Mitsui O.S.K. Lines, Ltd. v. Seamaster Logistics, Inc.
871 F. Supp. 2d 933
N.D. Cal.2012Background
- MOL sues as a VOCC alleging a scheme with Inland carriage charges, including inland shipments allegedly performed by third parties, resulting in paid but unseen inland carriage costs.
- MOL's SAC asserts fourth and fifth RICO claims (§ 1962(c) and § 1962(d)) based on wire and mail fraud predicates via postal mail, faxes, and the Internet.
- Moving Defendants Seamaster Logistics, Inc. (Seamaster), Summit Logistics International, Inc. (Summit, now Toll Global Forwarding (Americas) Inc.), and American Global Logistics LLC (AGL) move to partially dismiss the SAC’s RICO claims.
- The court applies Morrison’s extraterritoriality framework and adopts the ‘nerve center’ test to determine whether the RICO enterprise is domestic.
- The court finds the alleged association-in-fact enterprise among Seamaster, Summit, and AGL is domestic and DENIES the motions to dismiss.
Issues
| Issue | Plaintiff's Argument | Defendant's Argument | Held |
|---|---|---|---|
| Whether Morrison prohibits extraterritoriality in RICO claims. | MOL argues the enterprise is domestic and affords relief despite foreign elements. | Moving Defendants contend Morrison bars extraterritorial RICO application. | Denied; Morrison does not foreclose domestic RICO here. |
| What territoriality test governs RICO enterprises post-Morrison. | MOL adopts the nerve center test to locate the enterprise. | Defendants urge alternative tests focusing on conduct or effects. | Nerve center test adopted; enterprise located domestically. |
| Whether the alleged enterprise is domestic or extraterritorial. | Enterprise has U.S. corporate members and US-led arrangements, with activities in the United States. | Defendants contend the scheme largely concerns inland China. | Enterprise deemed domestic; not purely extraterritorial. |
| Whether location of predicate acts controls enterprise territoriality. | Predicate acts occur via mail/fax/Internet tied to the enterprise's activities. | Location of acts is not dispositive for enterprise territoriality under Morrison. | Court focuses on the enterprise location, not predicate-act geography; enterprise is domestic. |
Key Cases Cited
- Cedeño v.
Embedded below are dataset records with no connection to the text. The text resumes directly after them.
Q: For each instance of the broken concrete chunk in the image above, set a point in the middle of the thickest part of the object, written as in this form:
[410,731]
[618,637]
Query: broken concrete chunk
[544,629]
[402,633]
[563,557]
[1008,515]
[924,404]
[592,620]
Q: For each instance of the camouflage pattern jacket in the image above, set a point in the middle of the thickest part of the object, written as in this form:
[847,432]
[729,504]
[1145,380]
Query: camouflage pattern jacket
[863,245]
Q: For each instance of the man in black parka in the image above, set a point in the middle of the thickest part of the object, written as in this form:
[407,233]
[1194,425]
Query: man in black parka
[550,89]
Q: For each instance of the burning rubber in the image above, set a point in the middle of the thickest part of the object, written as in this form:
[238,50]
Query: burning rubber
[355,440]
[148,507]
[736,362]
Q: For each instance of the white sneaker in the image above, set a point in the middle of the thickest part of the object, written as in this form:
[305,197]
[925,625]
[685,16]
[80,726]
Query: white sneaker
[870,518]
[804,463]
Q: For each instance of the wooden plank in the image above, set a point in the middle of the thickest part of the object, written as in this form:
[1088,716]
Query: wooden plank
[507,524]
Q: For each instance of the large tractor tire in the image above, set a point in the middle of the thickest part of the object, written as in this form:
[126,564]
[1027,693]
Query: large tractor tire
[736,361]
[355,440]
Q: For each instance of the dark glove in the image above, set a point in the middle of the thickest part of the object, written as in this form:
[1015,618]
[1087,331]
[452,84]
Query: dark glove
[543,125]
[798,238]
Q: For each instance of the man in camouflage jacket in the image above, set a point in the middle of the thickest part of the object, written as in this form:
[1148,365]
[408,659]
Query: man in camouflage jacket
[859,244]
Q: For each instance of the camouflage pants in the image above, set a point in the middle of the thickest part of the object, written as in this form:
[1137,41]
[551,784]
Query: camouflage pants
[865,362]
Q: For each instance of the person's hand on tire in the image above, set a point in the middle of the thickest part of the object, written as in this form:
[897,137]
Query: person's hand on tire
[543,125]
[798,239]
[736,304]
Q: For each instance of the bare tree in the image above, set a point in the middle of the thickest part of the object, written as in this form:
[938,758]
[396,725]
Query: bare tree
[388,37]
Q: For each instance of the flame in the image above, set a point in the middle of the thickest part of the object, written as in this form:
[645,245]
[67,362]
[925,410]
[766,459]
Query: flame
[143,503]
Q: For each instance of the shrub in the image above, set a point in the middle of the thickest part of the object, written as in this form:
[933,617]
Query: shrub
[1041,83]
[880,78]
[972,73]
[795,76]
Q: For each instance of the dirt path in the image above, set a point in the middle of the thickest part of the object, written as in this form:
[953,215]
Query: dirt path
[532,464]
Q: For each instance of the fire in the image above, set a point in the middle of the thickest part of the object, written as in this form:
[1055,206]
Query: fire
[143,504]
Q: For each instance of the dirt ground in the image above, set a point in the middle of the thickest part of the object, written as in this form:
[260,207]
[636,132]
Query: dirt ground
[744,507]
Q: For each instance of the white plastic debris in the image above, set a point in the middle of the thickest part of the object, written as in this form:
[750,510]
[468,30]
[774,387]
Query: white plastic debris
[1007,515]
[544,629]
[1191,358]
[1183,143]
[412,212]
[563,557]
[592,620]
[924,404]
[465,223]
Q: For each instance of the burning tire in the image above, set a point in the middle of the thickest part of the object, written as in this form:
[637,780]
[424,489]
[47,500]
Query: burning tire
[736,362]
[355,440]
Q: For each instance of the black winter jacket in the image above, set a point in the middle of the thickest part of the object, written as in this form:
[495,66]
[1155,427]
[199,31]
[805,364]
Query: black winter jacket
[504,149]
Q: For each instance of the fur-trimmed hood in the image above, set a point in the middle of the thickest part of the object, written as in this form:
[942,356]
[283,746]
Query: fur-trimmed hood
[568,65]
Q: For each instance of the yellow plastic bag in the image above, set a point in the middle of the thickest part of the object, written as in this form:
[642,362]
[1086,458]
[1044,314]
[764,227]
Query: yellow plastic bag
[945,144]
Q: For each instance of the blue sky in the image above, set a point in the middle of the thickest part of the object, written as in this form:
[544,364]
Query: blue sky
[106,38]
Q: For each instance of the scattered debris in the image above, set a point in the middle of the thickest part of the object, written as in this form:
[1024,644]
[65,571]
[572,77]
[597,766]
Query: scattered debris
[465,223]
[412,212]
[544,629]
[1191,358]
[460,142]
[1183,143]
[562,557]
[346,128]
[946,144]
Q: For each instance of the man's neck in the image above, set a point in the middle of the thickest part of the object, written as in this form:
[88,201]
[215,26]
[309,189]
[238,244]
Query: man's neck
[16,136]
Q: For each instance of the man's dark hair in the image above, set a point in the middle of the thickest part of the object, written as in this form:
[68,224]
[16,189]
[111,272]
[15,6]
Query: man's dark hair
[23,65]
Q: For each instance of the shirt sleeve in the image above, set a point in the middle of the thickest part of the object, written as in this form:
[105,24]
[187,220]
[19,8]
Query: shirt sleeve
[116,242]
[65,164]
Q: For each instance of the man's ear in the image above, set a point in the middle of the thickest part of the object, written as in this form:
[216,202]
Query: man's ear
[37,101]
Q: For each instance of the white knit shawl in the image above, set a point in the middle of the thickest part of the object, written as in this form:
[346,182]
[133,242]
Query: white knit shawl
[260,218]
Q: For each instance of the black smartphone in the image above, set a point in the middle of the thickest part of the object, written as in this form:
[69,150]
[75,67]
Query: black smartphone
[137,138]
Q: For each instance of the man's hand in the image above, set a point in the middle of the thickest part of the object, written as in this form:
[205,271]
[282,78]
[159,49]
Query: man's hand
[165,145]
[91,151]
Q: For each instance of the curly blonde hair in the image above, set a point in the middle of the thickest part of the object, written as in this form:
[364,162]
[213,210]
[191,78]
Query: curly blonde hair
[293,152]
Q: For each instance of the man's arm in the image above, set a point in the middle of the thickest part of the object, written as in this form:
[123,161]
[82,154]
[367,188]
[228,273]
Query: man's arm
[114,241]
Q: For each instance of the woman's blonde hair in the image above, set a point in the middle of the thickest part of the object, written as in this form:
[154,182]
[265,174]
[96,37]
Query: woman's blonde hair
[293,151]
Intech Group, Inc., 733 F. Supp. 2d 471 (S.D.N.Y. 2010) (enterprise focus central to RICO analysis; not predicate acts location)
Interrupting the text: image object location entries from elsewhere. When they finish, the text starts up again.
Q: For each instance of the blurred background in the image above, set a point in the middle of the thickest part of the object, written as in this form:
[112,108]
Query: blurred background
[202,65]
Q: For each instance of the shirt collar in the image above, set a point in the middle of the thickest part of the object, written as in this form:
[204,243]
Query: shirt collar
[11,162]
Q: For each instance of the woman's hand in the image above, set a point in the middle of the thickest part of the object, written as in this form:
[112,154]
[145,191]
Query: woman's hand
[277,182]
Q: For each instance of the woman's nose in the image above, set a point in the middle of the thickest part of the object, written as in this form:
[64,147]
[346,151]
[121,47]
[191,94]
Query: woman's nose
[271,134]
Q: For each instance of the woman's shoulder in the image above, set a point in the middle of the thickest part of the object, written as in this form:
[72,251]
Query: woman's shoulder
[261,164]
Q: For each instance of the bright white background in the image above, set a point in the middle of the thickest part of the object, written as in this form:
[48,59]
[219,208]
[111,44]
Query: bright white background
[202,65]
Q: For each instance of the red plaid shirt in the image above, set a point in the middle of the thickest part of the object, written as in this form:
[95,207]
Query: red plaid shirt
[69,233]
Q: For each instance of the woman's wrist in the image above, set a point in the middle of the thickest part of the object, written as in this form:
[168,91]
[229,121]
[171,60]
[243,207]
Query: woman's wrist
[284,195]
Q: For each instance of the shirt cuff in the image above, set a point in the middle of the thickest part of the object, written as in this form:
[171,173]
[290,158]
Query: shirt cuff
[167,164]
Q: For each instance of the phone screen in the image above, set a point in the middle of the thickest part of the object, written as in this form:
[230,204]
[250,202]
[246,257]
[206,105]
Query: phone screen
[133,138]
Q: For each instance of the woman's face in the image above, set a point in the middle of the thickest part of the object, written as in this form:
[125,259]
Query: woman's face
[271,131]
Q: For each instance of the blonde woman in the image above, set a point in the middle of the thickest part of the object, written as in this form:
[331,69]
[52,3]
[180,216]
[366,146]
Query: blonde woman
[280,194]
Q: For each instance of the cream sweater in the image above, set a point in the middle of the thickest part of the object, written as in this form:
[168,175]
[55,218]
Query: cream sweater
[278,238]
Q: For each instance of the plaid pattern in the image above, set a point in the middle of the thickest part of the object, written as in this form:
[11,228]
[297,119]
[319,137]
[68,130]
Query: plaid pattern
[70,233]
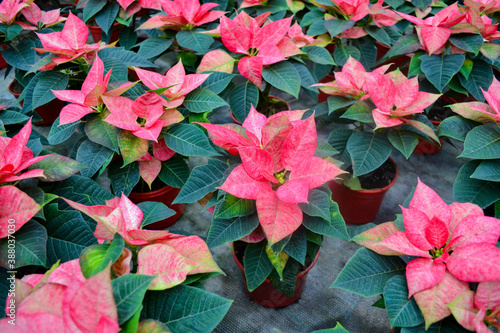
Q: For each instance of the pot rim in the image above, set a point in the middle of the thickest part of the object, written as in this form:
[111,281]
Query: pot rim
[377,190]
[299,275]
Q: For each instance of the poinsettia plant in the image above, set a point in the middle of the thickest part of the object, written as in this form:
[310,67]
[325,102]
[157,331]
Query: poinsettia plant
[385,109]
[451,245]
[272,199]
[477,181]
[132,269]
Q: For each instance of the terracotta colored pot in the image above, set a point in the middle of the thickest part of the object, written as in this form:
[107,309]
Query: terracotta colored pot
[424,147]
[96,33]
[48,112]
[166,195]
[236,121]
[267,296]
[359,207]
[322,97]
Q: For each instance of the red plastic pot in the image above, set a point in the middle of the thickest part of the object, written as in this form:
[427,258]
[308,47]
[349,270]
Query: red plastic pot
[236,121]
[359,207]
[48,112]
[96,33]
[322,97]
[267,296]
[166,195]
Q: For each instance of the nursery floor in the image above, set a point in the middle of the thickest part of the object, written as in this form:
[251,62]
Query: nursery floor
[319,307]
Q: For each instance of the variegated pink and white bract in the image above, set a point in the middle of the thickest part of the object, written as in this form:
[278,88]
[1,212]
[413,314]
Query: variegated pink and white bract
[176,79]
[278,167]
[475,310]
[455,244]
[15,157]
[183,14]
[169,257]
[94,88]
[482,112]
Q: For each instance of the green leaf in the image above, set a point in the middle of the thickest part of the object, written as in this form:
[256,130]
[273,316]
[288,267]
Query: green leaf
[368,151]
[154,212]
[21,55]
[123,179]
[319,55]
[60,133]
[229,230]
[466,189]
[257,264]
[190,309]
[203,180]
[241,97]
[456,127]
[359,111]
[154,46]
[195,41]
[467,42]
[336,27]
[48,81]
[482,142]
[92,155]
[106,17]
[318,204]
[479,78]
[297,246]
[91,8]
[403,312]
[132,147]
[174,172]
[129,291]
[217,82]
[29,245]
[233,206]
[102,133]
[342,54]
[367,273]
[68,234]
[189,140]
[405,45]
[439,69]
[96,258]
[404,141]
[129,58]
[57,167]
[283,76]
[201,100]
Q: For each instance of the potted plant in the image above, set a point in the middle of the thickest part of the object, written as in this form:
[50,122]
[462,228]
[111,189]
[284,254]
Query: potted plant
[379,111]
[451,245]
[476,181]
[270,205]
[131,269]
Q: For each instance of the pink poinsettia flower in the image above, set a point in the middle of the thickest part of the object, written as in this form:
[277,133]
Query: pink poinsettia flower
[475,310]
[65,302]
[350,81]
[396,98]
[176,79]
[94,88]
[278,167]
[262,44]
[69,44]
[9,10]
[169,257]
[148,108]
[434,31]
[455,244]
[183,14]
[40,18]
[482,112]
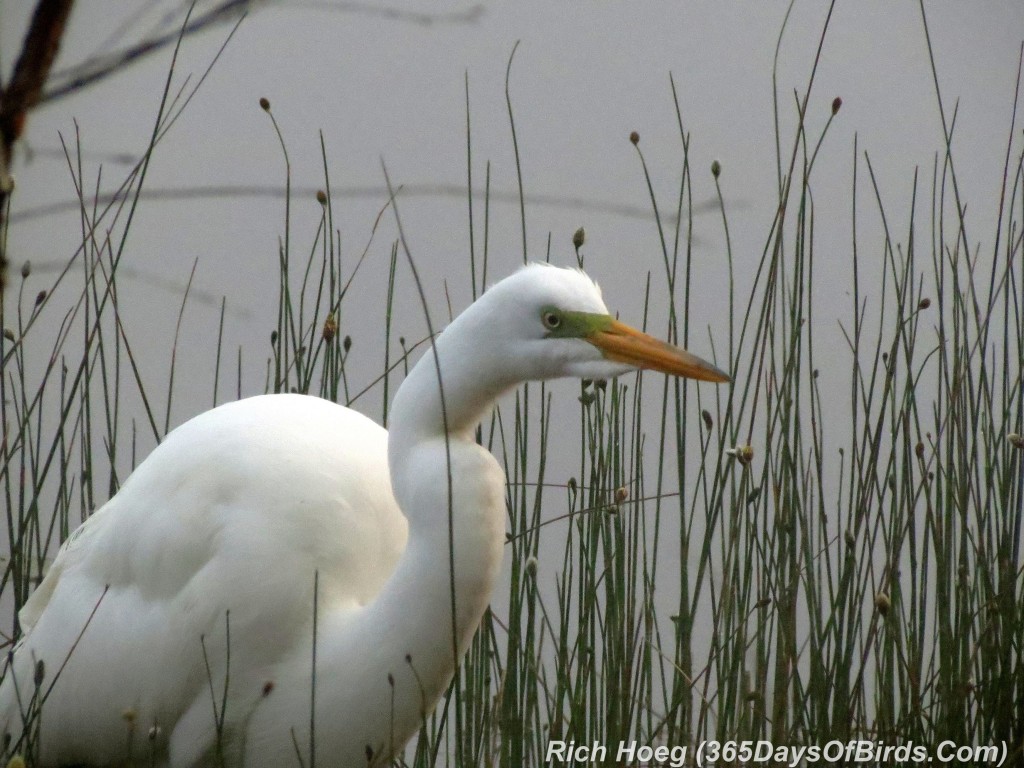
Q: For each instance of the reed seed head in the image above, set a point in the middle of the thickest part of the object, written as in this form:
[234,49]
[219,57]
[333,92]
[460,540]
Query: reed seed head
[883,603]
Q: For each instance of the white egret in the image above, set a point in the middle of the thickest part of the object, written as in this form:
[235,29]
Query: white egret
[223,526]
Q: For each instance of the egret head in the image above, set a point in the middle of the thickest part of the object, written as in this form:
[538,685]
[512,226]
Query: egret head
[546,322]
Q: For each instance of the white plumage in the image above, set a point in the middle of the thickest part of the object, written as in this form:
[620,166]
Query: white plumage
[224,525]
- Norex Petroleum Ltd. v. Access Industries, Inc., 631 F.3d 29 (2d Cir. 2010) (extraterritoriality considerations in RICO context)
- In re Toyota Motor Corp., 785 F. Supp. 2d 883 (C.D. Cal. 2011) (post-Morrison RICO territoriality analyses; enterprise focus)
- CGC Holding Co., LLC v. Hutchens, 824 F. Supp. 2d 1193 (D. Colo. 2011) (RICO enterprise territoriality and intra-US focus)
- Philip Morris USA Inc., 783 F. Supp. 2d 23 (D.D.C. 2011) (RICO focus on enterprise effects and location)
- Odom v. Microsoft Corp., 486 F.3d 541 (9th Cir. 2007) (basic RICO enterprise requirement and association-in-fact standard)
- Boyle v. United States, 556 U.S. 938 (U.S. 2009) (definition of association-in-fact enterprise)
- United States v. Turkette, 452 U.S. 576 (U.S. 1981) (RICO enterprise concept)
- Hertz Corp. v. Friend, 559 U.S. 77 (U.S. 2010) (nerve center approach for corporate citizenship)
- Morrison v. National Australia Bank Ltd., 130 S. Ct. 2869 (S. Ct. 2010) (presumption against extraterritorial application of statutes)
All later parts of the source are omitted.